Diyanet İşleri = (6-7) O hâlde sen de onlardan yüz çevir. Onlar, o davetçinin (İsrafil’in benzeri görülmemiş) bilinmedik (korkunç) bir şeye çağırdığı gün, gözleri düşmüş bir hâlde dağılmış çekirgeler gibi kabirlerden çıkarlar.
Abdulbaki Gölpınarlı = Artık yüz çevir onlardan; o gün çağıran, hoşlanılmayan birşeye çağırır.
Abdullah Parlıyan = Sen yine onlardan uzak dur. O davet edici İsrafil'in görünmemiş, tanınmamış bir şeye davet edeceği gün.
Adem Uğur = Çağıranın görülmemiş bir şeye çağırdığı gün, sen de onlardan yüz çevir.
Ahmed Hulusi = O hâlde onlardan yüz çevir! O çağırıcının çok dehşetli, korkunç olaya çağırdığı süreçte. . .
Ahmet Tekin = Sûr’a üfürerek davet eden İsrâfil’in, görülmedik müthiş bir şeye davet ettiği gün, sen de onlardan uzak dur.
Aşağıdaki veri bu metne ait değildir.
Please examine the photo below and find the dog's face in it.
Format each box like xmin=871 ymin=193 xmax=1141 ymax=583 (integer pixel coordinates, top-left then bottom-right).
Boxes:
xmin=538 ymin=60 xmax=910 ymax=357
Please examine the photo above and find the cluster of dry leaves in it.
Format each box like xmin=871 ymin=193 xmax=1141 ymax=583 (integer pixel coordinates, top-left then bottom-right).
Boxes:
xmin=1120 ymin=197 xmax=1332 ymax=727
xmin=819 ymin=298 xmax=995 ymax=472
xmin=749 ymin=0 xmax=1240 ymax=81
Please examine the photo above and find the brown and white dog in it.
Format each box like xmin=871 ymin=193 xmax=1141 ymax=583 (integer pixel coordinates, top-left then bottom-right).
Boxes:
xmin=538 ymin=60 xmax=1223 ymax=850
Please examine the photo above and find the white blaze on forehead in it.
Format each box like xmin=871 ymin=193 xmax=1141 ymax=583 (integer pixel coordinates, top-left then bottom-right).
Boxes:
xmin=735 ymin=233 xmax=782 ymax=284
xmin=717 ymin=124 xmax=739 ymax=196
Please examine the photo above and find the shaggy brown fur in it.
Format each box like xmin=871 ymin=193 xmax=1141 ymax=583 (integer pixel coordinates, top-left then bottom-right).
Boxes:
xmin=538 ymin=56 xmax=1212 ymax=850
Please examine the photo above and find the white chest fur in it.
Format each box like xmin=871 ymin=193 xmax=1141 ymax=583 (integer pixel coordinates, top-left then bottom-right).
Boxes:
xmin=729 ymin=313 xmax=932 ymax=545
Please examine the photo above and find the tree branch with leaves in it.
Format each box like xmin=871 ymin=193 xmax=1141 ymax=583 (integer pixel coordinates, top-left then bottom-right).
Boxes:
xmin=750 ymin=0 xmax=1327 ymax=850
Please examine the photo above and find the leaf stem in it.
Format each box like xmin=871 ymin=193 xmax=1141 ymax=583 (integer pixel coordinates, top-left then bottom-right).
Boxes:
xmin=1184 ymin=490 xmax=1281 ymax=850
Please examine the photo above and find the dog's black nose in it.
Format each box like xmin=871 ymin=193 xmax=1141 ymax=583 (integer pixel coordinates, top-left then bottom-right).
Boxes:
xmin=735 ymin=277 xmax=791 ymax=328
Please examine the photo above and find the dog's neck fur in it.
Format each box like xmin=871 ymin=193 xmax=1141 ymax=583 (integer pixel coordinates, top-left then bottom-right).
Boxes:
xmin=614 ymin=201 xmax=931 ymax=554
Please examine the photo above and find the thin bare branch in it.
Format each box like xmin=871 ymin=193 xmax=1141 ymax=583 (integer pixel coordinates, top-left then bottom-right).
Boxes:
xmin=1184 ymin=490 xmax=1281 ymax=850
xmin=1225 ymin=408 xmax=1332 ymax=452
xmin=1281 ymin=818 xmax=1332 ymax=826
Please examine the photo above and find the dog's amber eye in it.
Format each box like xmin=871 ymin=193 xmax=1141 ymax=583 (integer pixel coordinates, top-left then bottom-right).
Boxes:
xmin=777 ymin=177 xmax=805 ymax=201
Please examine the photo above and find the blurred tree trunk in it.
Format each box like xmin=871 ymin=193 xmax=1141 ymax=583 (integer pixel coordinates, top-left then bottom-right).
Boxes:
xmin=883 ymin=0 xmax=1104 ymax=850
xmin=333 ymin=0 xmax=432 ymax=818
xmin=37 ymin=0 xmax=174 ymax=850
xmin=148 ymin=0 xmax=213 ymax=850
Ahmet Varol = O halde onlardan yüz çevir. O çağırıcının tanınmamış bir şeye çağıracağı gün:
Ali Bulaç = Öyleyse sen onlardan yüz çevir. O çağırıcının 'ne tanınmış, ne görülmüş' bir şeye çağıracağı gün...
Ali Fikri Yavuz = O halde (Ey Rasûlüm) onlardan yüz çevir. O çağırıcı İsrâfil’in görülmemiş dehşetli bir şeye (müminleri cennete, kâfirleri cehenneme) davet edeceği gün;
Ali Ünal = Dolayısıyla üzerlerine varmaktan artık vazgeç. Elbette bir gün gelecek ve Münâdî, herkesi görülmemiş dehşetteki bir gerçeğe çağıracaktır.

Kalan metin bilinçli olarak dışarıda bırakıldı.